« Le programme de médecine de famille existe ici depuis 1975 et même si on réalise déjà une très bonne attraction d'étudiants, on met tout en place pour faire encore mieux», a émis en substance lundi le doyen de la Faculté de médecine et des sciences de la santé (FMSS) de Sherbrooke, le Dr Réjean Hébert, signalant que les stagiaires sont passés de 56 à 82 postes en trois ans.
Actuellement, environ 40 pour cent des résidents s'orientent en médecine de famille après leurs quatre premières années de tronc commun et l'objectif c'est d'atteindre 50 pour cent.
Autrement dit, faire en sorte que des 204 étudiants en médecine admis l'automne dernier à Sherbrooke et dans les satellites de Moncton et de Saguenay, 102 d'entre eux se spécialisent en médecine de famille en 2012. «Et on va y arriver», a donné avec assurance le Dr Hébert, lui-même issu de la médecine de famille avant de se spécialiser dans une branche très proche, la gériatrie.
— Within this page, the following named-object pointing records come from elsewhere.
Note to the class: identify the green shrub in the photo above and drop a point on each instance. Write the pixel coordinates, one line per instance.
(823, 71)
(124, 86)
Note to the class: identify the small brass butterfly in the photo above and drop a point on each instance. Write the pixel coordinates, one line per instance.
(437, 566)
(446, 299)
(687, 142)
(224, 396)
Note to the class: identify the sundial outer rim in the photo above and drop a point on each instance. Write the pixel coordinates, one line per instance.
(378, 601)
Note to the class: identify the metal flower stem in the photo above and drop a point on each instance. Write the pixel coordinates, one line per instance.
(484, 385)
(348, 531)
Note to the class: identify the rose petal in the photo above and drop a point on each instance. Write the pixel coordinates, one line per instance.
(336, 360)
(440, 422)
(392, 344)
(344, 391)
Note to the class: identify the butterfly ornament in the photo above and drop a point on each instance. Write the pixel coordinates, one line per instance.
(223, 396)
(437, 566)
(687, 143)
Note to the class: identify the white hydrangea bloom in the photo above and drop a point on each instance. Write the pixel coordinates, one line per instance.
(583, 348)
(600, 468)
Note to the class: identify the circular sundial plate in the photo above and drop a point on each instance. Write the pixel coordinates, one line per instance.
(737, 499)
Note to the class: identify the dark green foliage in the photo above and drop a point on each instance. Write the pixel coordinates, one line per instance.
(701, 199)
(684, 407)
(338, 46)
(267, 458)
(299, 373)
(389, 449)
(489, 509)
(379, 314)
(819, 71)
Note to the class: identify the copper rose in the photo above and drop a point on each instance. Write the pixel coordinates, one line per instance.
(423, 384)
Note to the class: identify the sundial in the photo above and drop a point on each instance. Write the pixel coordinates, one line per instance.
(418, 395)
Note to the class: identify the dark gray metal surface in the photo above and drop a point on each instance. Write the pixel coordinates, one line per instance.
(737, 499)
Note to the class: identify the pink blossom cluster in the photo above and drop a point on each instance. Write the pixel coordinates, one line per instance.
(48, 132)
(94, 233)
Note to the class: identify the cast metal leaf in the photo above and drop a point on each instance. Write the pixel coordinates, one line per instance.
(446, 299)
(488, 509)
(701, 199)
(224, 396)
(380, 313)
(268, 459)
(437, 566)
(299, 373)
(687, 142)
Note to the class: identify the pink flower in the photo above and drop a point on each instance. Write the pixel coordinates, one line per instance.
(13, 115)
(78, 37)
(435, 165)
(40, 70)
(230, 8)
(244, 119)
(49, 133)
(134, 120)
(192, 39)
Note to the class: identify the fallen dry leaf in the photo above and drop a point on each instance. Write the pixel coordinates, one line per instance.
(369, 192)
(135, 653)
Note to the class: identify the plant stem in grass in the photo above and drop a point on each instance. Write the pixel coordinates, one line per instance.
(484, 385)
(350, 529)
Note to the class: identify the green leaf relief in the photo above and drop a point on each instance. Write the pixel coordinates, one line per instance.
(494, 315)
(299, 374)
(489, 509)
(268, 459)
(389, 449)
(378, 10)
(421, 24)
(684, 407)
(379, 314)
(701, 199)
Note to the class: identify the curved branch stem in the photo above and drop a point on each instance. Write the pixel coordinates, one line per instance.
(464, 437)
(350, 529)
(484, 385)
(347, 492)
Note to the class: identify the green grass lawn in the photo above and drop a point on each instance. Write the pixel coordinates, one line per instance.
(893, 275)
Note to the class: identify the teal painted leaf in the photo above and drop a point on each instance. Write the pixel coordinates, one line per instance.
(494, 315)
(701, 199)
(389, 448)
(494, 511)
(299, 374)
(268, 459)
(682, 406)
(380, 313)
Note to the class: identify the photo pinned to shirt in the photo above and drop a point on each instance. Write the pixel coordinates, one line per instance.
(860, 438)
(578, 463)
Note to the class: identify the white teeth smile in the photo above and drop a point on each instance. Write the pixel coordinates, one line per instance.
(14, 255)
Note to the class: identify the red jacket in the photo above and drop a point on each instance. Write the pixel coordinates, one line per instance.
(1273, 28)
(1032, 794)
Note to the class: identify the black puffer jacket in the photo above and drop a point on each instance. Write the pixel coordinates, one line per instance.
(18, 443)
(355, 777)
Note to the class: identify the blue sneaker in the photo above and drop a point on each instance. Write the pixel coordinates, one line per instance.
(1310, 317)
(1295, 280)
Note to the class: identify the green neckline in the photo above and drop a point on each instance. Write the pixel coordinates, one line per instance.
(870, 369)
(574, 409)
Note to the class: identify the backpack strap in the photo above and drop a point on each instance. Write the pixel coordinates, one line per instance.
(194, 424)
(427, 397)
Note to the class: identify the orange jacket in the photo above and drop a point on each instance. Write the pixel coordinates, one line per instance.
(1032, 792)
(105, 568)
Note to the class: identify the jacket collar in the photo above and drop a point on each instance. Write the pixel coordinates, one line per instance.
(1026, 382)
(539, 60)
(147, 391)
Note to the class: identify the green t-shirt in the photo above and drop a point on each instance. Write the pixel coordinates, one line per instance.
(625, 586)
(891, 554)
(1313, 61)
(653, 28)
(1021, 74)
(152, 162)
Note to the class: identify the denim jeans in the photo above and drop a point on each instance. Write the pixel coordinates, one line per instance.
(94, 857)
C'est donc dans cet esprit que les autorités de la FMSS ont présenté récemment aux ministères de l'Éducation et de la Santé un plan d'action pour rendre encore plus attrayante la formation en médecine de famille. Les nombreux moyens d'y arriver portent aussi bien sur la capacité d'accueil des étudiants, la viabilité des milieux de stages, la collaboration interprofessionnelle, le renforcement de l'identité disciplinaire de la médecine de famille ou encore en combattant le dénigrement, en évitant la coercition et ainsi de suite.
ais au-delà de ces éléments, c'est de faire voir à quel point la médecine de famille est une «discipline extraordinaire au coeur de notre système de santé», émet avec une passion bien sentie la professeure et docteure Marie Giroux. «Le médecin de famille c'est le chef d'orchestre de toute l'organisation des soins autour d'une personne, c'est le spécialiste de toute la personne, celui qui va s'occuper de la prise en charge de son patient à long terme», a aussi confié la directrice du département de médecine de famille de la FMSS.
Pour elle, le plan d'action est de l'ordre d'un changement de culture et s'il vise à faciliter la vie des étudiants, pas question de rogner sur la rigueur de la formation.
Sans discréditer le médecin spécialiste habituellement plus tourné vers la technologie, le résident Raphaël Paris a témoigné avoir fait siennes les «valeurs à visage profondément humain» inculquées en médecine de famille.